He said that the cooperation between U.S. and New Zealand authorities in his case is a result of the "Hobbit effect" -- a cozy relationship between movie studios who shoot films in New Zealand and the prime minister there.

Dotcom's appearance at SXSW was just one of many moments at the Austin conference and festival that highlighted the increasing tensions between the entertainment and high-tech worlds over copyright issues. "Downloaded," a documentary about the early file-sharing service Napster, and "The Pirate Bay Away From Keyboard," a documentary about the founders of Swedish file sharing service the Pirate Bay, both screened during the film portion of the festival, and multiple panels dealt with the issue.

Despite the looming criminal charges, Dotcom was jovial during the talk, his disembodied head appearing on a black screen above the podium like a giant orb.

"Do you believe you're going to be subject to a drone strike?" one audience member asked.

"You mean like rockets?" Dotcom said, laughing. "No."

Dotcom, 39, born Kim Schmitz in Germany, rose to prominence there in the 1990s as a teenage hacker. At 6 feet, 7 inches and nearly 300 pounds, he has an outsized persona and a taste for luxury. When New Zealand police arrested Dotcom in January, they seized $17 million in assets, including 18 cars, mutiple big-screen TVs and several expensive pieces of art.

"I'm certainly a flamboyant character," Dotcom said. "I enjoy life."

But he said his lifestyle since his arrest hasn't changed a lot. In the intervening months, Dotcom has launched a new company, Mega, a cloud storage service that relies on encryption to protect users from third parties seeking to invade their privacy.

"It's pretty relaxed," Dotcom said of his day-to-day existence. "I play XBox, I watch movies, I go to the cinema. They took all my toys, but I don't really miss them that much."

Dotcom said he still has one car, a station wagon he uses to take his kids to school. He told the audience he would be hosting a marathon on his property Sunday for 1,500 runners — an indication of just how vast his estate is.

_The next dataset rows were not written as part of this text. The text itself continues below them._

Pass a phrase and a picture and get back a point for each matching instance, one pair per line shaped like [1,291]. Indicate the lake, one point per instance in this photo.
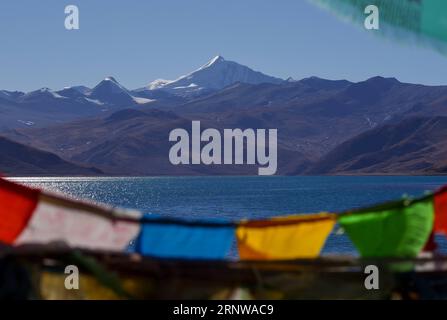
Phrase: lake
[243,197]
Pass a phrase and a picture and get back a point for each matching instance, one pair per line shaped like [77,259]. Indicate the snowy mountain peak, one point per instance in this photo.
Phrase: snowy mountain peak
[216,74]
[111,79]
[213,61]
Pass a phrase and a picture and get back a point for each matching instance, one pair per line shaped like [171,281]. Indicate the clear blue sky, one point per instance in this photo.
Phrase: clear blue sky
[138,41]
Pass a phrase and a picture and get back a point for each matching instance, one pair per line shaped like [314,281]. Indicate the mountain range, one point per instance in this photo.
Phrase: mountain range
[376,126]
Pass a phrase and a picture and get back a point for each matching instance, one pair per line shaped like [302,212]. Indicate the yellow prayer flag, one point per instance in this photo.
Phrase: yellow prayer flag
[292,237]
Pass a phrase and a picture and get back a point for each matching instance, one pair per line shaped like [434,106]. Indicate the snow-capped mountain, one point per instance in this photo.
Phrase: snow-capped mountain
[74,92]
[217,74]
[111,92]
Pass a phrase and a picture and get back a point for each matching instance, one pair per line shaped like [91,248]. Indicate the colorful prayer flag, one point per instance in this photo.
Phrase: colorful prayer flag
[397,231]
[440,203]
[293,237]
[185,241]
[420,21]
[17,204]
[79,227]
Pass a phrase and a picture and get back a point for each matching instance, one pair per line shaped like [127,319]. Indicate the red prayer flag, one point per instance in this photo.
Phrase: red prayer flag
[17,204]
[440,203]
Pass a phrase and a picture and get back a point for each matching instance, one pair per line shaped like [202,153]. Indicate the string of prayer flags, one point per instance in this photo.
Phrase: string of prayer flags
[292,237]
[395,231]
[28,216]
[184,241]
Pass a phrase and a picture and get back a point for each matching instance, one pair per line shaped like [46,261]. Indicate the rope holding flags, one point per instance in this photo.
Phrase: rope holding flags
[400,229]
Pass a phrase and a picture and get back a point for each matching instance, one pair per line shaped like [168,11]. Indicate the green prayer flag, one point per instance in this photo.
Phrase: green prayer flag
[415,21]
[399,231]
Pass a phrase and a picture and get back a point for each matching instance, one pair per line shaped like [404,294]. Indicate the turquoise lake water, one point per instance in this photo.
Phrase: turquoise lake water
[242,197]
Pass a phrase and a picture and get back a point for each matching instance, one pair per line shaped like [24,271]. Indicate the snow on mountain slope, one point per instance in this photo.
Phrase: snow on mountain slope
[217,74]
[112,92]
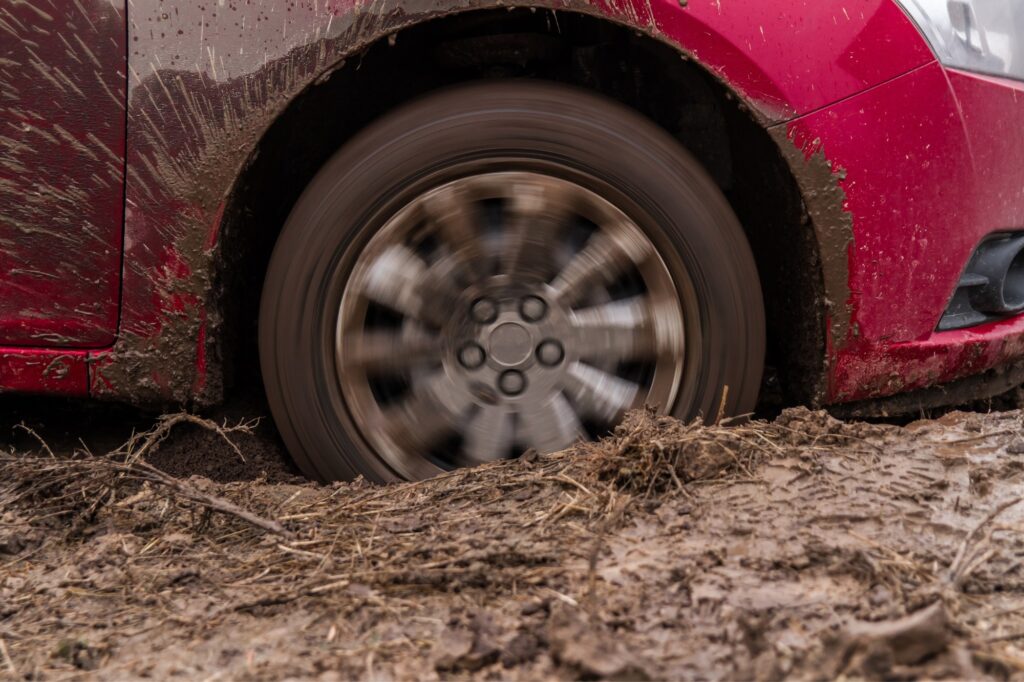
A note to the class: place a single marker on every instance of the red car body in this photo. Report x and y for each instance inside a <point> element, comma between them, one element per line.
<point>125,129</point>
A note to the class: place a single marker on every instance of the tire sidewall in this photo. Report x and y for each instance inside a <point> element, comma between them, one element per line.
<point>520,126</point>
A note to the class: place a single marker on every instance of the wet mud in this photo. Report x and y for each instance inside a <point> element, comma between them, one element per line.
<point>802,546</point>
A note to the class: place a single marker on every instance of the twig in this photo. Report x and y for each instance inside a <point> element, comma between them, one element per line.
<point>155,475</point>
<point>721,405</point>
<point>37,437</point>
<point>153,437</point>
<point>6,658</point>
<point>963,565</point>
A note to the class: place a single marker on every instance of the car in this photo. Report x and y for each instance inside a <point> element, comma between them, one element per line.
<point>449,232</point>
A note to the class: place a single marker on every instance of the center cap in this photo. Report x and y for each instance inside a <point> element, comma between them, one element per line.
<point>510,344</point>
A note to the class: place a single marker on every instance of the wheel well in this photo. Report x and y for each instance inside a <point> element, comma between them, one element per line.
<point>573,48</point>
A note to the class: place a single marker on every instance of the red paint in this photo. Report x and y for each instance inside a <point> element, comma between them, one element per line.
<point>53,372</point>
<point>933,162</point>
<point>792,57</point>
<point>930,162</point>
<point>61,172</point>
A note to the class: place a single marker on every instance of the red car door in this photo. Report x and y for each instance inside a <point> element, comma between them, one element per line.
<point>62,83</point>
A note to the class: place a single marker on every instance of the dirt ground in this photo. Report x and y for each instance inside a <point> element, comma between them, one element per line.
<point>802,547</point>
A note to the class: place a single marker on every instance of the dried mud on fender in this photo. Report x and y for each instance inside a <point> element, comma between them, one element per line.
<point>804,547</point>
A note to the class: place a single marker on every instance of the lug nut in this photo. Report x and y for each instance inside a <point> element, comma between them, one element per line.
<point>483,311</point>
<point>532,308</point>
<point>512,382</point>
<point>550,352</point>
<point>471,355</point>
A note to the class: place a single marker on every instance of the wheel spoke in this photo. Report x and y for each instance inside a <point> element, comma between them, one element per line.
<point>625,330</point>
<point>597,393</point>
<point>536,218</point>
<point>399,280</point>
<point>550,427</point>
<point>454,214</point>
<point>393,350</point>
<point>606,255</point>
<point>431,411</point>
<point>488,435</point>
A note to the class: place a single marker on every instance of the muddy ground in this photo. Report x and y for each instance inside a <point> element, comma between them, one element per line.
<point>802,547</point>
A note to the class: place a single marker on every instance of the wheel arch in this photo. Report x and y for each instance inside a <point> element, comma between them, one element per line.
<point>189,248</point>
<point>716,120</point>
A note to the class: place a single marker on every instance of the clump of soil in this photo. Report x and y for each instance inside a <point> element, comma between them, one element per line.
<point>803,547</point>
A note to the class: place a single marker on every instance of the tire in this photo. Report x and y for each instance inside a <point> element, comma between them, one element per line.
<point>619,200</point>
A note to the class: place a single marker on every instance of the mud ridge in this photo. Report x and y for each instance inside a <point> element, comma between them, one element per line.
<point>802,547</point>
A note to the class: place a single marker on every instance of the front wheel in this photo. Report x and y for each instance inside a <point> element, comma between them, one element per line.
<point>497,267</point>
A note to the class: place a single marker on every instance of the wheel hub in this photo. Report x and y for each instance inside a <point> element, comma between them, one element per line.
<point>510,343</point>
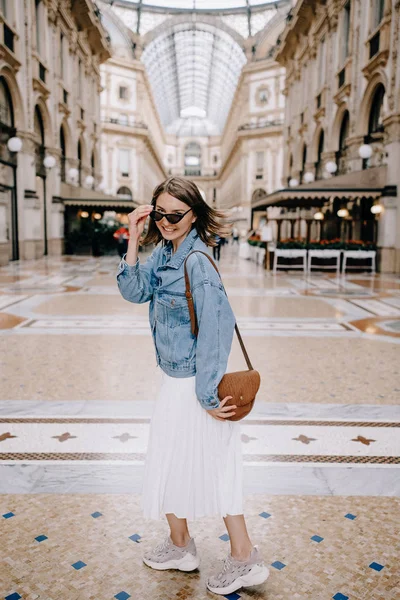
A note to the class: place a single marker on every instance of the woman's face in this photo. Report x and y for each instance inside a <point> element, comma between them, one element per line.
<point>175,233</point>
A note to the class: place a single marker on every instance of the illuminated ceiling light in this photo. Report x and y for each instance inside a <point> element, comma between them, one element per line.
<point>365,151</point>
<point>14,144</point>
<point>376,209</point>
<point>331,167</point>
<point>73,173</point>
<point>308,177</point>
<point>49,161</point>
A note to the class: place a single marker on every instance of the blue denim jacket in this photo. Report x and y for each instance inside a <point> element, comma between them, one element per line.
<point>160,280</point>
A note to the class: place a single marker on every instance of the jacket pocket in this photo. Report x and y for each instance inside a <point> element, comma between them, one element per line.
<point>172,310</point>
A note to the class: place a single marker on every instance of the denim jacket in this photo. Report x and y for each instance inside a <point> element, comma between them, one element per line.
<point>160,280</point>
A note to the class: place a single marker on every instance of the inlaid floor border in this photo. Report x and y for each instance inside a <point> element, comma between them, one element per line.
<point>122,420</point>
<point>140,457</point>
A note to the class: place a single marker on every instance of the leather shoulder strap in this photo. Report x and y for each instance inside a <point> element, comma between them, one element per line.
<point>192,312</point>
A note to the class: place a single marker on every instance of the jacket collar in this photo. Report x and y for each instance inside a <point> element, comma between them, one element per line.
<point>184,249</point>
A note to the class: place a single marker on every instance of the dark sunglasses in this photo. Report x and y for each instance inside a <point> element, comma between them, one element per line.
<point>172,218</point>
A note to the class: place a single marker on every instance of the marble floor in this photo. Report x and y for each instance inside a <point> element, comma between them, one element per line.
<point>321,448</point>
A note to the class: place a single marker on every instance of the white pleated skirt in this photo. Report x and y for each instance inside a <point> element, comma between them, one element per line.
<point>193,465</point>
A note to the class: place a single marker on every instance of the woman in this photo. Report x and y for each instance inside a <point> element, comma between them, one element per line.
<point>194,462</point>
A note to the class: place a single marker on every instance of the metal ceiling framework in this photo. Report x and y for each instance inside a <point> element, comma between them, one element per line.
<point>193,67</point>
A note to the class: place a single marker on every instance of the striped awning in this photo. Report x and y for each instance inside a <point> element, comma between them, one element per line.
<point>314,196</point>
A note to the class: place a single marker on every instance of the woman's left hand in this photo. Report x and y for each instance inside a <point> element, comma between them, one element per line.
<point>223,412</point>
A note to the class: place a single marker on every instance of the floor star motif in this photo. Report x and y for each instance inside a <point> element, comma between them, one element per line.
<point>363,440</point>
<point>304,439</point>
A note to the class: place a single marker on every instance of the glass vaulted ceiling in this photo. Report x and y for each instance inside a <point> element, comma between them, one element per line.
<point>201,4</point>
<point>193,70</point>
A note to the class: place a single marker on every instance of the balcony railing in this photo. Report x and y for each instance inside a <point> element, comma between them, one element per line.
<point>8,38</point>
<point>39,157</point>
<point>42,73</point>
<point>63,169</point>
<point>6,132</point>
<point>261,123</point>
<point>192,172</point>
<point>113,121</point>
<point>374,44</point>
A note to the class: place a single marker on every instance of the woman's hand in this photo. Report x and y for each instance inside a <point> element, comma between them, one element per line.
<point>223,412</point>
<point>137,220</point>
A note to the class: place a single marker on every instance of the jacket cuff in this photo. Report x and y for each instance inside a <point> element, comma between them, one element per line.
<point>210,403</point>
<point>123,265</point>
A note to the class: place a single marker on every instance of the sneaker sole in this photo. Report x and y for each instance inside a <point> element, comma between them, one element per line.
<point>187,563</point>
<point>256,576</point>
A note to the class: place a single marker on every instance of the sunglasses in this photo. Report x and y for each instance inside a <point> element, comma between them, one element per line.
<point>172,218</point>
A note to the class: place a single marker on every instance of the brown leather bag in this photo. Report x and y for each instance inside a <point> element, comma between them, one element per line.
<point>241,385</point>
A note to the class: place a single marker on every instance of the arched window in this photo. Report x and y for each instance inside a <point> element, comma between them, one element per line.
<point>303,162</point>
<point>193,159</point>
<point>38,19</point>
<point>378,7</point>
<point>343,135</point>
<point>80,162</point>
<point>63,153</point>
<point>290,168</point>
<point>6,107</point>
<point>124,192</point>
<point>38,128</point>
<point>93,167</point>
<point>375,124</point>
<point>319,166</point>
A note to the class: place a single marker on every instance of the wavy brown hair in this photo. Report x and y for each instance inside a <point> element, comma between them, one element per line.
<point>209,221</point>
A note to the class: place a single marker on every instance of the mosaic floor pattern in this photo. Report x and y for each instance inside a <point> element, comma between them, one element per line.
<point>321,449</point>
<point>89,547</point>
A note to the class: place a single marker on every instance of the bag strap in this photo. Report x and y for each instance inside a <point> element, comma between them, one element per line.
<point>193,318</point>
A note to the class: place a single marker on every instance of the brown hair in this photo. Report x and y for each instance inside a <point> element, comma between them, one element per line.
<point>208,222</point>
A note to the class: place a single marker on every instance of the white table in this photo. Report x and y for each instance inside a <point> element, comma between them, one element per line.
<point>279,252</point>
<point>360,254</point>
<point>244,250</point>
<point>324,254</point>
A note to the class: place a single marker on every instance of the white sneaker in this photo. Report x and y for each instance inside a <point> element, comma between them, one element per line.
<point>236,574</point>
<point>168,556</point>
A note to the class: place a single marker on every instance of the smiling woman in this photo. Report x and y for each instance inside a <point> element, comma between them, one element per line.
<point>175,195</point>
<point>193,463</point>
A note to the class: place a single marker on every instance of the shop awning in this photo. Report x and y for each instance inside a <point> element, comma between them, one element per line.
<point>112,203</point>
<point>307,196</point>
<point>79,196</point>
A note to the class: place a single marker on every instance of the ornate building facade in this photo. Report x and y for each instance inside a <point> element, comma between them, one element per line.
<point>50,55</point>
<point>203,99</point>
<point>342,118</point>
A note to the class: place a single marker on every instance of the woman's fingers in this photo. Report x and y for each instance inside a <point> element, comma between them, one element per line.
<point>225,400</point>
<point>225,408</point>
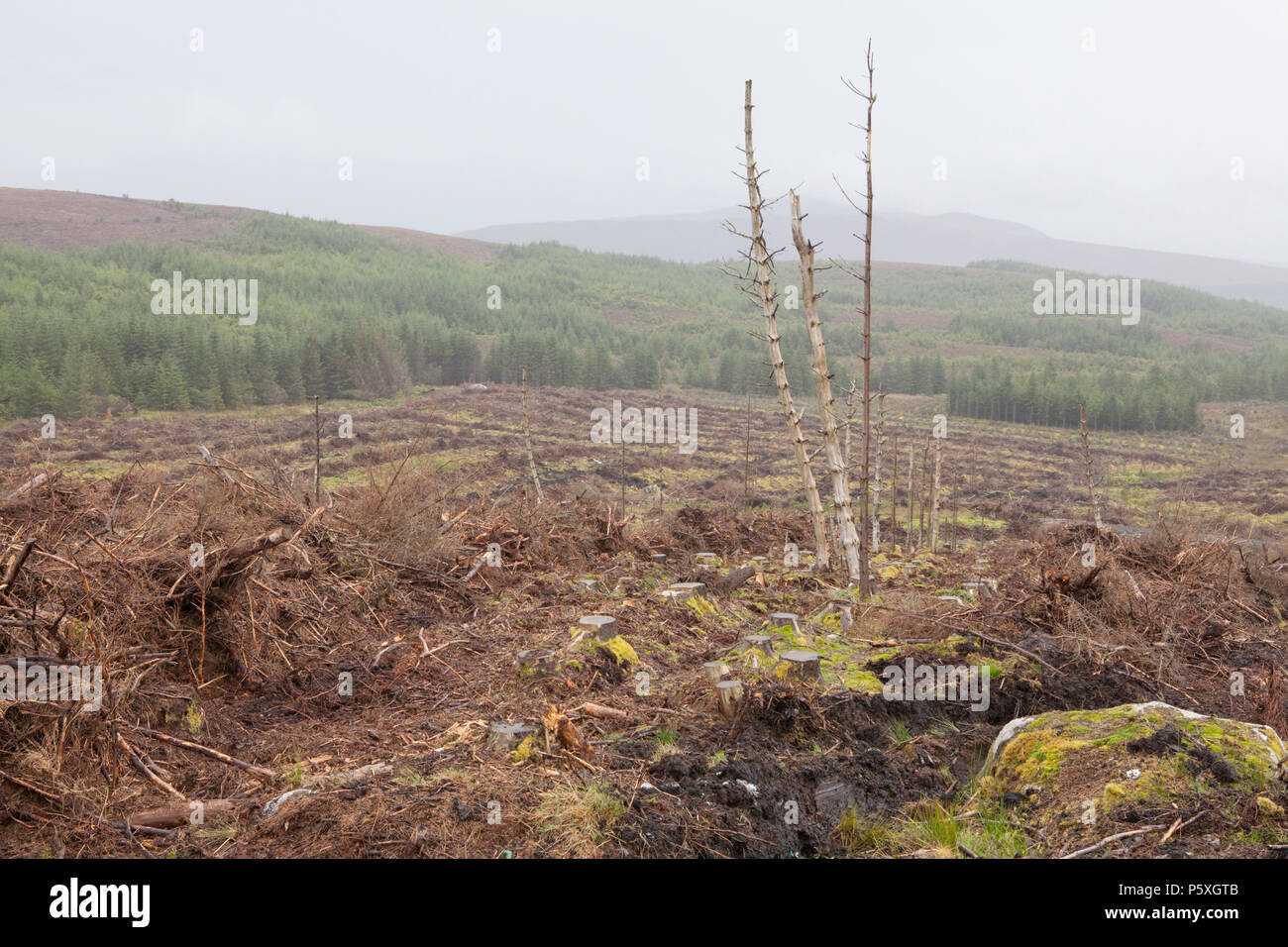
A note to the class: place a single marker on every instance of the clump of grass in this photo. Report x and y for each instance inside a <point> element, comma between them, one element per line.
<point>866,834</point>
<point>580,819</point>
<point>192,719</point>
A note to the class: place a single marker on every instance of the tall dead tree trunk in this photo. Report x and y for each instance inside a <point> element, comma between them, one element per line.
<point>527,441</point>
<point>760,263</point>
<point>876,476</point>
<point>849,538</point>
<point>894,487</point>
<point>934,496</point>
<point>864,474</point>
<point>1086,453</point>
<point>912,493</point>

The restriction on international travel seemed to be more of a hindrance for Dotcom.

"I miss Germany," he said. "I miss mom."

Dotcom's extradition has been subject to multiple appeals in New Zealand, with his attorneys asserting that the warrants used to seize his property were too broad. The next step in the case is a hearing in April.

Graeber is working on a book about Dotcom, who said he is open to the book turning into a movie.

"If the movie is pirated, I wouldn't cry," Dotcom said.

[For the record, March 11, 11:30 p.m.: An earlier version of this post said the Carnegie Mellon study was financed through a gift from the Motion Picture Assn. of America. The center that conduced the study is financed by the MPAA.]